Christ does not leave us abandoned to die alone like animals along the road. He abides with us. He stays no matter how long, feels each pang no matter how deep, and understands our betrayal even before we’ve given it a name. What thou dost, do quickly. What we do in the wake of his understanding is a choice of vital significance, because even in moments when, like Endo’s Father Rodrigues, we pride ourselves on being Christ-like, when we resolve ourselves to glorious martyrdoms of spirit if not of flesh, we’re often surprised to find ourselves driving away from the horror beside the road, having been no better than Judas after all.
In the aftermath, do we tie ourselves a rope and go in search of a tree?

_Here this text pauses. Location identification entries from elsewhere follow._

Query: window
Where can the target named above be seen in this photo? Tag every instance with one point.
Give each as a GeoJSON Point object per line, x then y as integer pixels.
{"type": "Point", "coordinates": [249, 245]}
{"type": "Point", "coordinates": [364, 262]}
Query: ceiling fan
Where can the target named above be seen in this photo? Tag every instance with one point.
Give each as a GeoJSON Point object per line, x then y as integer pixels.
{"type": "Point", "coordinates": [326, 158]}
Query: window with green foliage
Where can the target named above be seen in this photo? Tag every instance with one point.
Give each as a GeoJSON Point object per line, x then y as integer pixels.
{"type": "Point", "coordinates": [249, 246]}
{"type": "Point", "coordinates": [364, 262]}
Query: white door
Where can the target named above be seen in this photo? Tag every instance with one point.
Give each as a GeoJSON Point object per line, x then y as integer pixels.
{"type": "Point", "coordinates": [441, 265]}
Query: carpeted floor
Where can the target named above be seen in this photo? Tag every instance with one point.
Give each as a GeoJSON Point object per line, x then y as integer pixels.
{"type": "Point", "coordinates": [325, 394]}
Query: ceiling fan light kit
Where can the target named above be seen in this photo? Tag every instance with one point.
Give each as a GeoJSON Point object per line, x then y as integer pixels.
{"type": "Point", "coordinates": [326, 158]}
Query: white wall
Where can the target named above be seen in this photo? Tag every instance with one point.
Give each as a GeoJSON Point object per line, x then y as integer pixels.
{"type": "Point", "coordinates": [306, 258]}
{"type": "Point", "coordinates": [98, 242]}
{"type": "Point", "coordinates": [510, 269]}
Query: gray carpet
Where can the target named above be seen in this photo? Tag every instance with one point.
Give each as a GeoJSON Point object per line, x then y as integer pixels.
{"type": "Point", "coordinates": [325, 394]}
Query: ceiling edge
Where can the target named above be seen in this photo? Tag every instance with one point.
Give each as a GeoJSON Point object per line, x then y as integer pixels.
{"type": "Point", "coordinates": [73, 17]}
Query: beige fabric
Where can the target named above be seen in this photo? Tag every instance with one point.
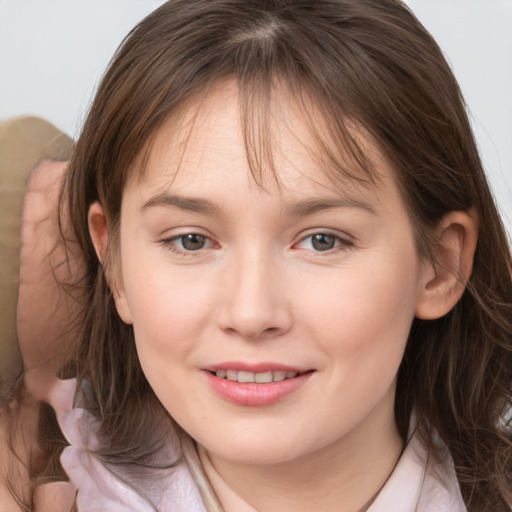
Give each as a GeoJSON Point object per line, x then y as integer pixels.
{"type": "Point", "coordinates": [24, 142]}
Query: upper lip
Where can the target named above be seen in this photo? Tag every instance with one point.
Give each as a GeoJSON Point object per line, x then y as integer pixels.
{"type": "Point", "coordinates": [255, 367]}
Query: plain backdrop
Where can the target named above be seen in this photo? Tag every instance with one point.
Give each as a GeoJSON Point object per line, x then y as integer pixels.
{"type": "Point", "coordinates": [53, 53]}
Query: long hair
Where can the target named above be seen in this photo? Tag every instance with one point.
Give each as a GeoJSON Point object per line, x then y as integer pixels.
{"type": "Point", "coordinates": [367, 63]}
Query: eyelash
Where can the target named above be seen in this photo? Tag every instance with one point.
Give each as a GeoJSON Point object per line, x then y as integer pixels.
{"type": "Point", "coordinates": [340, 243]}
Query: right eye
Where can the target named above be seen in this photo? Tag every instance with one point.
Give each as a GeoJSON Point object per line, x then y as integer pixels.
{"type": "Point", "coordinates": [188, 242]}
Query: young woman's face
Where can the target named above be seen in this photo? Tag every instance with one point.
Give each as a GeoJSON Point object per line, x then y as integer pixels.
{"type": "Point", "coordinates": [307, 289]}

Do we, like Peter thrice apostate, run headlong to the tomb and lay the foundations of something new? Or do we, humans that we are, go forth upon the middle ground veering wildly and desperate for guidance?
Shall we do as Judas? Or shall we do as Peter? For we are none of us so strong as we think. We all shut out the Word, and none of us bear the silence well.
The Fumie By A. S. Peterson
Trample! Trample! To quiet the groan Trample the wretch In ragged repose Lying crushed underfoot While the morning cock crows From whom each hides his face In whose grime-crusted form The imprint of suffering Is e’er deeper worn Whose beauty has gone By each treacher defaced As each foot surrenders Its weight in disgrace “Your dirt for my beauty, My pain for relief!” The weeping king cries The unthinkable plea “Trample! Trample! For this was I born. For this crows the cock Each terrible morn Do quick what thou dost And trample again I’m crowned to lie down And be trampled by men.”
Fumie – n. A device used to expose Christians after Christianity became prohibited in Japan (starting to an extent in 1587). Normally an image of Jesus, the Fumie was dropped on the ground and individuals made to step upon it in the belief that a true Christian would not commit such a sacrilege.